Ошибка 403 доступ запрещен в apache

Update October 2016

4 years ago, since this answer is used as a reference by many, and while I learned a lot from security perspective during these years,
I feel I am responsible to clarify some important notes, and I’ve update my answer accordingly.

The original answer is correct but not safe for some production environments,
in addition I would like to explain some issues that you might fall into while setting up your environment.

If you are looking for a quick solution and SECURITY IS NOT A MATTER, i.e development env, skip and read the original answer instead

Many scenarios can lead to 403 Forbidden:

---

A. Directory Indexes (from mod_autoindex.c)

When you access a directory and there is no default file found in this directory
AND Apache Options Indexes is not enabled for this directory.

A.1. DirectoryIndex option example

DirectoryIndex index.html default.php welcome.php

A.2. Options Indexes option

If set, Apache will list the directory content if no default file found (from the above 👆🏻 option)

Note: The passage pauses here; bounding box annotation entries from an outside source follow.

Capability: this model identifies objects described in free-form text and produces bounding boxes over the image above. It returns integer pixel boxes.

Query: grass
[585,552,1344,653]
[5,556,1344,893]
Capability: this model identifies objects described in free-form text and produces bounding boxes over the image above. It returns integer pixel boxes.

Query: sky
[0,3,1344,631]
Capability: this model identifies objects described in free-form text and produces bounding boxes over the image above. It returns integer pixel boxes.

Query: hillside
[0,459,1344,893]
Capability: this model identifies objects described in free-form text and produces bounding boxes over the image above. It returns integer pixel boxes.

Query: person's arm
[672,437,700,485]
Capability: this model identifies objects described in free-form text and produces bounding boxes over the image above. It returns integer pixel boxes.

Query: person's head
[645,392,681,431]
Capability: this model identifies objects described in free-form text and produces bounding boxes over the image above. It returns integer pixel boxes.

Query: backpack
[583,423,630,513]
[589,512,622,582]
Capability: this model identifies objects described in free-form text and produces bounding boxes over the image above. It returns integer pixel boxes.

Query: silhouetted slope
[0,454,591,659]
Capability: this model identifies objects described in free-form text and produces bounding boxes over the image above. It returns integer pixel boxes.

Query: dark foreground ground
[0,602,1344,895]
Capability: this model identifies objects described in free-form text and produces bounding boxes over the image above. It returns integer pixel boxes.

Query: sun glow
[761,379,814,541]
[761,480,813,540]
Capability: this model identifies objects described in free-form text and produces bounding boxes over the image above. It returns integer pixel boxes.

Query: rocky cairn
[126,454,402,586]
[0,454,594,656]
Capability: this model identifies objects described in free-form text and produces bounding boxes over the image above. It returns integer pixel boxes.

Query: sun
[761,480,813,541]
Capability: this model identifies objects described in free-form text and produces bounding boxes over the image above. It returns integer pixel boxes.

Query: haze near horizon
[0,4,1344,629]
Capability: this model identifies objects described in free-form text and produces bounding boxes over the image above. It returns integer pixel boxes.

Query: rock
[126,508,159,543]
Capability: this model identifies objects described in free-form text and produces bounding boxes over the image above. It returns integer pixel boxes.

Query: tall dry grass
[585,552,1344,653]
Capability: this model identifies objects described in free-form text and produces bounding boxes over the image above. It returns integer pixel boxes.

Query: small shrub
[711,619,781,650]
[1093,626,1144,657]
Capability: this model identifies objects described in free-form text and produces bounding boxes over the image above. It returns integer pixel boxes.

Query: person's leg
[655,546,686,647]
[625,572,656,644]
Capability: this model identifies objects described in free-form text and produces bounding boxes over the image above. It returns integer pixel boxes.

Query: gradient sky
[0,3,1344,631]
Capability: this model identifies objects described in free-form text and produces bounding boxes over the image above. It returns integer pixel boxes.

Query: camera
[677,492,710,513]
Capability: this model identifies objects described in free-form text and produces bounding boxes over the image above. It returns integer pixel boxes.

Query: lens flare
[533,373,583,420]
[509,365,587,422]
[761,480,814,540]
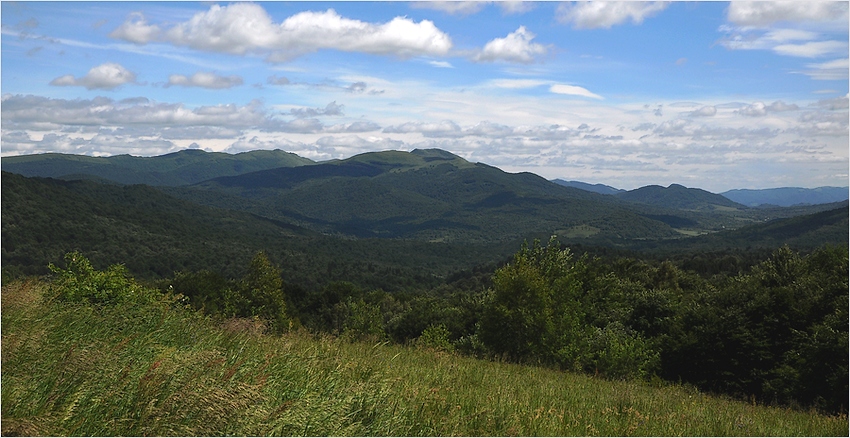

If none of the conditions above is satisfied

You will receive a 403 Forbidden

Recommendations

• You should not allow directory listing unless REALLY needed.
• Restrict the default index DirectoryIndex to the minimum.
• If you want to modify, restrict the modification to the needed directory ONLY, for instance, use .htaccess files, or put your modification inside the <Directory /my/directory> directive

---

B. deny,allow directives (Apache 2.2)

Mentioned by @Radu, @Simon A. Eugster in the comments
You request is denied, blacklisted or whitelisted by those directives.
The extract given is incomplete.